Chemistry Department, Shiraz University, Shiraz, 71454, Iran.
Department of Chemistry, Razi University Kermanshah, Iran.
Lab Chip. 2023 Aug 22;23(17):3837-3849. doi: 10.1039/d3lc00424d.
Simultaneous detection of multiple amino acids (AAs) instead of individual AAs is inherently worthwhile for improving diagnostic accuracy in clinical applications. Here, a facile and reliable colorimetric microfluidic paper-based analytical device (μPAD) using carbon dots doped with transition metals (Cr, Mn, Fe, Co, Ni, Cu, and Zn) has been provided to detect and discriminate 20 natural amino acids. To make the colourless metal-doped carbon dots suitable for colorimetric assays, they were mixed with ninhydrin to form a charge transfer complex. This optical tongue system, which was constructed by dropping mixtures of ninhydrin with a series of metal-doped carbon dots on a paper substrate in an array format, represented obvious but different colorimetric signatures for every examined amino acid. Since bovine serum albumin was used as a chiral selector reagent for synthesizing the CDs, the sensor device represented excellent selectivity to identify enantiomeric species of AAs.
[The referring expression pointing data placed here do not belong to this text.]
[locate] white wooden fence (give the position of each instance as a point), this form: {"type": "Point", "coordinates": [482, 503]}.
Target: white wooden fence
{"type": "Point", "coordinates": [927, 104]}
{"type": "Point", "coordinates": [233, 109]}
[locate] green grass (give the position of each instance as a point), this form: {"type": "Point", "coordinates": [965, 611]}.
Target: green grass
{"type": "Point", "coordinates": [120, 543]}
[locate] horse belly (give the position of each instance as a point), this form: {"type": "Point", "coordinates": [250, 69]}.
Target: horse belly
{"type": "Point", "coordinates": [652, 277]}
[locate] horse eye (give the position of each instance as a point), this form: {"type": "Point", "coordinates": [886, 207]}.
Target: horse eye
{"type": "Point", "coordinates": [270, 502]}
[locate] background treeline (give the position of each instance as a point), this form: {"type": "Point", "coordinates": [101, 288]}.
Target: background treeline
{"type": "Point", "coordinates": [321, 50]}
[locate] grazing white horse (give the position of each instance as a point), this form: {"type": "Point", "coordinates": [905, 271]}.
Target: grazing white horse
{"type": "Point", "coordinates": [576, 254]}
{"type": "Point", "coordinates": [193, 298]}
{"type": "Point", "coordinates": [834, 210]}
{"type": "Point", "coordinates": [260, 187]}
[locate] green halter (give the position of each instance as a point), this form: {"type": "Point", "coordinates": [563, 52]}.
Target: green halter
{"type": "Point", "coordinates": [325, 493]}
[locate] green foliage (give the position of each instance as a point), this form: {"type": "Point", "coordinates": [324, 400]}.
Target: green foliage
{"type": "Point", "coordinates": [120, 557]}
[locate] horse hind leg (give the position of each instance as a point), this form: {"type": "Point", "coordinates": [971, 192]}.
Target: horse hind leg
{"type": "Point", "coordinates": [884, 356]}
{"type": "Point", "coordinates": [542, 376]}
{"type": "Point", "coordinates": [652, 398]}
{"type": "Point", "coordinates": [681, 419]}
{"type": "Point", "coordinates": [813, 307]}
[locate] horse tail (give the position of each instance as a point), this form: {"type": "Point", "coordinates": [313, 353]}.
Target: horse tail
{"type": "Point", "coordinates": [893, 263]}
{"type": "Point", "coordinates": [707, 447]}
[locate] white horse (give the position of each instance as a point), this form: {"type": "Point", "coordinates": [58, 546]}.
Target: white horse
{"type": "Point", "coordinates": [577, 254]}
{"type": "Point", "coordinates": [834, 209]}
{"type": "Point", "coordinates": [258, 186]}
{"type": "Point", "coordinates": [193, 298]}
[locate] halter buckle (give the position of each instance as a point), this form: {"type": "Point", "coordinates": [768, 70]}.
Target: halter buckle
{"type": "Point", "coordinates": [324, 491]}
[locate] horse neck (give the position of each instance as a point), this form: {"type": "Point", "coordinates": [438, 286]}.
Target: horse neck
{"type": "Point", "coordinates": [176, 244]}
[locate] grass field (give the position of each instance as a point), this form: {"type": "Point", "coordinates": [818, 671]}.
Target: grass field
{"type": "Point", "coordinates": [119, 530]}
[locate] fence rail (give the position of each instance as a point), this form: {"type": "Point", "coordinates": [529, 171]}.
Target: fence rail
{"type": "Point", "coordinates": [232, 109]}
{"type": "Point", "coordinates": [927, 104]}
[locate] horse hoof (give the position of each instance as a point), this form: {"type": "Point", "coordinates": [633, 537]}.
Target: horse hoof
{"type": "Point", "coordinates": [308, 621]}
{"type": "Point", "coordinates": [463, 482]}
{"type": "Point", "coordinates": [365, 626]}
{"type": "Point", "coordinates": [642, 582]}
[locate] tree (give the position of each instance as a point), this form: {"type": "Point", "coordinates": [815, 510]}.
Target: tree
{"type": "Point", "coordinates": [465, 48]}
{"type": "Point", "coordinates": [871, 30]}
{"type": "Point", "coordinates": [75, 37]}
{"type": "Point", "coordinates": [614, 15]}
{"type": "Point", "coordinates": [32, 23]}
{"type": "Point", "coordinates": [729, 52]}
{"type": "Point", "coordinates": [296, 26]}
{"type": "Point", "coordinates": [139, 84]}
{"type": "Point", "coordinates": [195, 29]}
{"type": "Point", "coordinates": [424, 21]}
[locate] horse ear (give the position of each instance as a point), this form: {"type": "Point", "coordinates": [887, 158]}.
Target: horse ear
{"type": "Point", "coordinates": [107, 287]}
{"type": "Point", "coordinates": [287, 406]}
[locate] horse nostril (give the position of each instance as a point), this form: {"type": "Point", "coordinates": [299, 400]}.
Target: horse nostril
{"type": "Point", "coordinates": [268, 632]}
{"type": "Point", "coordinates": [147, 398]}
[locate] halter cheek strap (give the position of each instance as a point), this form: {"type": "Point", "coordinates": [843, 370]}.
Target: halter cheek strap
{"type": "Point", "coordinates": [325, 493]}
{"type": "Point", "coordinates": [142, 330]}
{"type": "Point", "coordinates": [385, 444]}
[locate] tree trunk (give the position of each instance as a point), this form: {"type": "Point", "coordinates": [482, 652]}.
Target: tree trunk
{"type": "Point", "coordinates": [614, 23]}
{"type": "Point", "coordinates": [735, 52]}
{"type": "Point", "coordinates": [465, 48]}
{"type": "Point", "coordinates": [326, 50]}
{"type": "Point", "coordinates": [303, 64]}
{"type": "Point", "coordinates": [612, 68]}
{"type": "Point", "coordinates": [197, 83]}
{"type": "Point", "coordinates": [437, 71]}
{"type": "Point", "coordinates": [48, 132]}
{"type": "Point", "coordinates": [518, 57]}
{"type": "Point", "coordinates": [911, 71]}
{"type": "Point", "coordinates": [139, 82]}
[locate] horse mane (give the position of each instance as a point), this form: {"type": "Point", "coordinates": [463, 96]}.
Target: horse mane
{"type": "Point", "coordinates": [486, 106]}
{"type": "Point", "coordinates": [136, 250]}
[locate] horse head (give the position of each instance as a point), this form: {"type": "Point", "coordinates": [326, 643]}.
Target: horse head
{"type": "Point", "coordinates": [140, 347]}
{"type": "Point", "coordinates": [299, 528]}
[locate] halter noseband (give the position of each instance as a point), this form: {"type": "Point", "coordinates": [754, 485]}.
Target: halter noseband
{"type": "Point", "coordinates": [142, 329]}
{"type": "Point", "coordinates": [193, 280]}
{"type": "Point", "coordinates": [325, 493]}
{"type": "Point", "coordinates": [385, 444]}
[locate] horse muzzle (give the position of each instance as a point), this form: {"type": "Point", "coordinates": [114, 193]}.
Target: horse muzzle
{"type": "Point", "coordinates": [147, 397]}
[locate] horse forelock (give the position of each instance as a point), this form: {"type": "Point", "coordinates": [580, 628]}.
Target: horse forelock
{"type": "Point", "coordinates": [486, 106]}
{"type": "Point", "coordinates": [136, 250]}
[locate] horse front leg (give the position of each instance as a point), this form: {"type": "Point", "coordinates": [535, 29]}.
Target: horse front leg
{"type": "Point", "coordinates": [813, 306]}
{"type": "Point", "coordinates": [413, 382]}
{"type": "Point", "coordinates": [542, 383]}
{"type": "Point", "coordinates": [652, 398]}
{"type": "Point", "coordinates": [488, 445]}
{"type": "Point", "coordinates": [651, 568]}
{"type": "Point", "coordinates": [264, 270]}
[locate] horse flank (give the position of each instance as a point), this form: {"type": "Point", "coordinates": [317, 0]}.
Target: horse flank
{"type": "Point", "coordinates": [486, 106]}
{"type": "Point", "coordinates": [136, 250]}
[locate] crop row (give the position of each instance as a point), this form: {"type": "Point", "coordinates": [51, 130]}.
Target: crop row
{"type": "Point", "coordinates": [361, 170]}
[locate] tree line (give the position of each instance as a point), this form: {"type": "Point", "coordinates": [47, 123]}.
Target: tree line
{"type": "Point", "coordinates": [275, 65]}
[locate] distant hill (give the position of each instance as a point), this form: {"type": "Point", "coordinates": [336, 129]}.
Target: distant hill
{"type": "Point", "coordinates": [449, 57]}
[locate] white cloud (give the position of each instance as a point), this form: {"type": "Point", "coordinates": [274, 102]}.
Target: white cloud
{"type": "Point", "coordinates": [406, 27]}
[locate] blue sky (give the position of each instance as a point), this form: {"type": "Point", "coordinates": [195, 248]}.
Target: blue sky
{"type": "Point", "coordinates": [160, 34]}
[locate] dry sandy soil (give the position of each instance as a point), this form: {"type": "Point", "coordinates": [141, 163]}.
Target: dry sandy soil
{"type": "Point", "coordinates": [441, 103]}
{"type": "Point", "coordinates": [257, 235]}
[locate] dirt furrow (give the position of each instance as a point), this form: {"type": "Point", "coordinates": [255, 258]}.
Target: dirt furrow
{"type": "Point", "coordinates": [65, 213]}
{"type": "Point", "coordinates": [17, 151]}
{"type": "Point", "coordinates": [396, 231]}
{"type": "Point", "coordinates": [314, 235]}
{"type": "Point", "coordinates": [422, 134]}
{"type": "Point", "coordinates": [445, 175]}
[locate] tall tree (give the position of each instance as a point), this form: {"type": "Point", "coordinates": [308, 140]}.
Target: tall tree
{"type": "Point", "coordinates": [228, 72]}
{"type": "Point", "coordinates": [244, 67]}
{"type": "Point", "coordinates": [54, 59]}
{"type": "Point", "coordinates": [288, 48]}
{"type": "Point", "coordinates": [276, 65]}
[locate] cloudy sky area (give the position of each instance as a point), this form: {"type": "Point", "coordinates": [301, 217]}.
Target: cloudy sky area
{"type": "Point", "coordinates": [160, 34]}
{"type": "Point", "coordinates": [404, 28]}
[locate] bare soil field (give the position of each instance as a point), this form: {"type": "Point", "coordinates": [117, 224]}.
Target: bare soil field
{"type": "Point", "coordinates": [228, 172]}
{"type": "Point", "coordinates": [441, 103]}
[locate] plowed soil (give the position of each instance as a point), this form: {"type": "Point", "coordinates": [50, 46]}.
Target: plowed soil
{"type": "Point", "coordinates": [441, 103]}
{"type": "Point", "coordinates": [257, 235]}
This is the first optical array device that can simultaneously discriminate AAs and several of their enantiomers. We employed various statistical and chemometric methods to analyze the digital data library collected by Image J software, including principal component analysis (PCA), linear discriminant analysis (LDA), and hierarchical cluster analysis (HCA). Twenty AAs could be well distinguished at various concentrations (10.00, 5.00, 2.50, and 1.25 mM). The colorimetric patterns were highly repeatable and were characteristic of individual AAs. Besides qualitative analysis, the designed μPAD-based optical tongue represented quantitative analysis ability, , for lysine in the concentration ranges of 0.005-20.0 mM with a detection limit of 1.0 × 10 M and for arginine in the concentration range of 0.12-20.00 mM with a detection limit of 80.0 × 10 M. In addition, the binary, ternary, and quaternary mixtures of AAs could also be well recognized with this sensor.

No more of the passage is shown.